Subsection1.1.2Newton's method in the real domain

Let's take a more general look at Newton's method. The problem is to estimate a root of a real, differentiable function \(f\text{,}\) i.e. a value of \(x\) such that \(f(x)=0\text{.}\) Suppose also that we have an initial guess \(x_0\) for the actual value of the root, which we denote \(r\text{.}\) Often, the value of \(x_0\) will be based on a graph. Since \(f\) is differentiable, we can estimate \(r\) with the root of the tangent line approximation to \(f\) at \(x_0\text{;}\) let's call this point \(x_1\text{.}\) When \(x_0\) is close to \(r\text{,}\) we often find that \(x_1\) is even closer.
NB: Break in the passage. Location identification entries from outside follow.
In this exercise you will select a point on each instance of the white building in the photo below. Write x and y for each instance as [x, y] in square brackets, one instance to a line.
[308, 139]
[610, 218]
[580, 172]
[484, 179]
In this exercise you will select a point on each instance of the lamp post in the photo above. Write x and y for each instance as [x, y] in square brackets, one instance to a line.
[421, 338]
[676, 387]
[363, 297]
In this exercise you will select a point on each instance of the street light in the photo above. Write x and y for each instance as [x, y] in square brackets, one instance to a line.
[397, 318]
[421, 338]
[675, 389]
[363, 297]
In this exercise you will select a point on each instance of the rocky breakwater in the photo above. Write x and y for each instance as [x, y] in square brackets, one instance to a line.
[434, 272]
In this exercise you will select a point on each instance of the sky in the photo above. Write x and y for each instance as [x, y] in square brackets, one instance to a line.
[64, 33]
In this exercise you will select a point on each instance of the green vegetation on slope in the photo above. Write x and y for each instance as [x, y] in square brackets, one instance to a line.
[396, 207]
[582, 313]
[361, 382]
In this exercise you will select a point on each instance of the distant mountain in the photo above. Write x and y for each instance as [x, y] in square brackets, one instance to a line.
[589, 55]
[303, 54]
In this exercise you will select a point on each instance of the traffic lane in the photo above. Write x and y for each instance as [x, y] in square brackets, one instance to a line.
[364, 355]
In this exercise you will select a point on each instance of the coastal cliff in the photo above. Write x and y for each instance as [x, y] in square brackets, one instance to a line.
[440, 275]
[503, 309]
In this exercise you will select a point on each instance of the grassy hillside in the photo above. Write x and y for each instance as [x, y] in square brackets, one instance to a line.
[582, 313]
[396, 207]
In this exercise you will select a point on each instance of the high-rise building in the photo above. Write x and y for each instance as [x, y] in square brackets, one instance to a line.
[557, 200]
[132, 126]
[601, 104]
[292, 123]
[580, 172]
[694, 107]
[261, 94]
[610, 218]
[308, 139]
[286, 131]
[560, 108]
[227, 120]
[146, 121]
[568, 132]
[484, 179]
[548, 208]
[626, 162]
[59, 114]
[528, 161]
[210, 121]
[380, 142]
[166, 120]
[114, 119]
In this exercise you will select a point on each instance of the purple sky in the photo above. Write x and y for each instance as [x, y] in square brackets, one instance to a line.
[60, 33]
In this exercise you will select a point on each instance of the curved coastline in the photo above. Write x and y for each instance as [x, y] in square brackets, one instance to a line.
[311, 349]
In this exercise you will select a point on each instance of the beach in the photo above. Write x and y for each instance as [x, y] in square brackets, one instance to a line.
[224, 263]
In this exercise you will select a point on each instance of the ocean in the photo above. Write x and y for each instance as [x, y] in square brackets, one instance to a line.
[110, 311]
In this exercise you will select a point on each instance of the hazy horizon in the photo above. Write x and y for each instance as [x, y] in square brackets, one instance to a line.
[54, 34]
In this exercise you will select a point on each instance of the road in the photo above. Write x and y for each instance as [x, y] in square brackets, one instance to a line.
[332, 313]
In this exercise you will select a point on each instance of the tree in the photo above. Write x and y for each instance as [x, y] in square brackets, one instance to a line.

This process is illustrated in Figure 2 where it indeed appears that \(x_1\) is much closer to \(r\) than \(x_0\text{.}\)

Figure1.1.2One step in Newton's method

We now find a formula for \(x_1\) in terms of the given information. Recall that \(x_1\) is the root of the tangent line approximation to \(f\) at \(x_0\text{;}\) let's call this tangent line approximation \(\ell\text{.}\) Thus,

\begin{equation*} \ell(x) = f(x_0) + f'(x_0)(x-x_0) \end{equation*}

and \(\ell(x_1)=0\text{.}\) Thus, we must simply solve

\begin{equation*} f(x_0) + f'(x_0)(x-x_0) = 0 \end{equation*}

for \(x\) to get \(x_1 = x_0-f(x_0)/f'(x_0)\text{.}\)

Now, of course, \(x_1\) is again a point that is close \(r\text{.}\) Thus, we can repeat the process with \(x_1\) as the guess. The new, better estimate will then be

\begin{equation*} x_2 = x_1 - \frac{f(x_1)}{f'(x_1)}. \end{equation*}

The process can then repeat. Thus, we can define a sequence \((x_n)\) recursively by

\begin{equation*} x_{n+1} = x_n - \frac{f(x_n)}{f'(x_n)}. \end{equation*}

This process is called iteration and the sequence it generates often converges to the root \(r\text{.}\)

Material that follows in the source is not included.